Cohen implicated the president in a federal crime. Does that mean we’ll see Trump in court?

Michael Cohen leaves Federal court on Tuesday, Aug. 21, 2018, in New York. Cohen has pleaded guilty to charges including campaign finance fraud stemming from hush money payments to porn actress Stormy Daniels and ex-Playboy model Karen McDougal. (AP Photo/Mary Altaffer)

Can a sitting president be charged with a federal crime?

That’s the question raised by President Donald J. Trump’s former lawyer and fixer Michael Cohen, who told a court that Trump directed him to pay two women during the 2016 campaign to prevent potentially damaging information from coming out during the election. In doing so, he implicated the president in a violation of campaign finance law—a federal crime.

Trump and his lawyer have both denied the claims, but even if Cohen is telling the truth, the answer is no, said Northeastern law professor Michael Meltsner.

A sitting president can’t be charged with a crime. At least, not yet.

Trump told Fox News on Wednesday that Cohen’s payments were not illegal because they “came from me” and not campaign funds. “They weren’t taken out of campaign finance, that’s the big thing,” he said.

In the history of the U.S. presidency, the Justice Department has weighed in on the issue four times. The most recent was an instruction from Oct. 16, 2000, which says that doing so would undermine the president’s ability to do his “constitutionally-assigned functions.”

A criminal matter of the sort that a sitting president would be charged with raises a much more difficult question. On one hand, having him sit in court is disruptive of what we want the president to be doing. On the other hand, you don’t want a president who’s involved in criminal activity.

Michael Meltsner, Law Professor

That’s to say, a sitting president who is tied up in court appearances as the defendant of a case wouldn’t have time to do his job.

The policy, written in the waning days of the Clinton presidency, also considers the “non-physical yet practical interferences” that would come with trying a sitting president in court.

“The president is the symbolic head of the nation,” the policy reads. “To wound him by a criminal proceeding is to hamstring the operation of the whole governmental apparatus.”

The policy is clear-cut. A sitting president can’t be tried in a criminal case. But policies aren’t laws, Meltsner said.
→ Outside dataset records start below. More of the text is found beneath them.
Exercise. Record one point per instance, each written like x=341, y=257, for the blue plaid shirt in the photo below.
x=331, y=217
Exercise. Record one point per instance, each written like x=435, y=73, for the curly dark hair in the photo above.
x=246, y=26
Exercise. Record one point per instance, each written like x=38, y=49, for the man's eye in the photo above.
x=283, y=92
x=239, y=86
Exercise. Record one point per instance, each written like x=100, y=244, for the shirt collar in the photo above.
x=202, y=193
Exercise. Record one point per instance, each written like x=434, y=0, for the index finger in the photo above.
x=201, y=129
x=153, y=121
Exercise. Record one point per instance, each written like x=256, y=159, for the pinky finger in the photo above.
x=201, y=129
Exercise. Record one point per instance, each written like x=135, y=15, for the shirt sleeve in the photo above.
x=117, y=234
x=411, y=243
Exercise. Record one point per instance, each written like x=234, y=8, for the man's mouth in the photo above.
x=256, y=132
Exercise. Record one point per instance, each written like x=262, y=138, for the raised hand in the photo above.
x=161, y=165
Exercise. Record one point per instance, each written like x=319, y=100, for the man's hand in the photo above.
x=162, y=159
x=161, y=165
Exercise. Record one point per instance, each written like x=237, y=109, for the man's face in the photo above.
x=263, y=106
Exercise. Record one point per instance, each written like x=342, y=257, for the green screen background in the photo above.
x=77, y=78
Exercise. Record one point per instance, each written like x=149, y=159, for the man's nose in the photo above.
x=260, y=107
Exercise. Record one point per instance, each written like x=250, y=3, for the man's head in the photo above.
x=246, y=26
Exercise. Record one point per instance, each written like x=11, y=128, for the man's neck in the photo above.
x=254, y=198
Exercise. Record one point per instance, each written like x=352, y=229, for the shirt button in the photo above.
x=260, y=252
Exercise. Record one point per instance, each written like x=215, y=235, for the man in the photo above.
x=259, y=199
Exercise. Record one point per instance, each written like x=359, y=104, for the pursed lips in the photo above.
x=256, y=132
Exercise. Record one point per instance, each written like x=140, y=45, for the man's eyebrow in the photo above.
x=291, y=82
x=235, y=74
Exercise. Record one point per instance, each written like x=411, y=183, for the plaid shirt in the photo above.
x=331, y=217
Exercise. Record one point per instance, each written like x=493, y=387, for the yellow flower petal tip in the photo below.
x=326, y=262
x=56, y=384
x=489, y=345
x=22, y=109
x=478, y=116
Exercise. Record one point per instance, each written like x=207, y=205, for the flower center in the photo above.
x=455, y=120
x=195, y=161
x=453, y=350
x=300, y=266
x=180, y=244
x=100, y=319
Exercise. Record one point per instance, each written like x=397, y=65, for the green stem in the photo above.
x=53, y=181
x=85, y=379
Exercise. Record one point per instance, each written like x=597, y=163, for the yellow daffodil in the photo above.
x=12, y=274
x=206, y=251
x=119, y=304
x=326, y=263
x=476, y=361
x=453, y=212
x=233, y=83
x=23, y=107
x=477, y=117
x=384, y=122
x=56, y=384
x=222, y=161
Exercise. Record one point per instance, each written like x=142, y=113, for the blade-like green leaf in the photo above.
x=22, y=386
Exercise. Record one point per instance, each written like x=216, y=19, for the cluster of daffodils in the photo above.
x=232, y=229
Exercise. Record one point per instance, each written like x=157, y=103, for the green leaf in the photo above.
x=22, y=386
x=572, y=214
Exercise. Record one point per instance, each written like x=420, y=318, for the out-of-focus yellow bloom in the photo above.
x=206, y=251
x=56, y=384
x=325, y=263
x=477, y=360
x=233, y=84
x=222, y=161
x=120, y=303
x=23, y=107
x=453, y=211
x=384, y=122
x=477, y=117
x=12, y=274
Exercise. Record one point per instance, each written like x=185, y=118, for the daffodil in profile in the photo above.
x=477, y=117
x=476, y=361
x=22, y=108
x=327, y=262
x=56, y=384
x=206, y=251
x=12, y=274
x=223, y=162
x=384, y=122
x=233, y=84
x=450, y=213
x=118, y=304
“Policy can be disregarded,” said Meltsner, the George J. and Kathleen Waters Matthews Distinguished University Professor of Law. “It doesn’t have the force of law. The question of whether you can or cannot indict a sitting president is a matter of law that’s never been decided.”

There’s nothing in the Constitution that says whether a sitting president can be indicted. The policy from the Department of Justice is merely that—a policy to which the Justice Department has adhered so far.

“This is one of those untested constitutional questions,” Meltsner said. If a prosecutor were to challenge the policy, it would be up to the Supreme Court to decide.

“A criminal matter of the sort that a sitting president would be charged with raises a much more difficult question,” Meltsner said. “On one hand, having him sit in court is disruptive of what we want the president to be doing. On the other hand, you don’t want a president who’s involved in criminal activity.”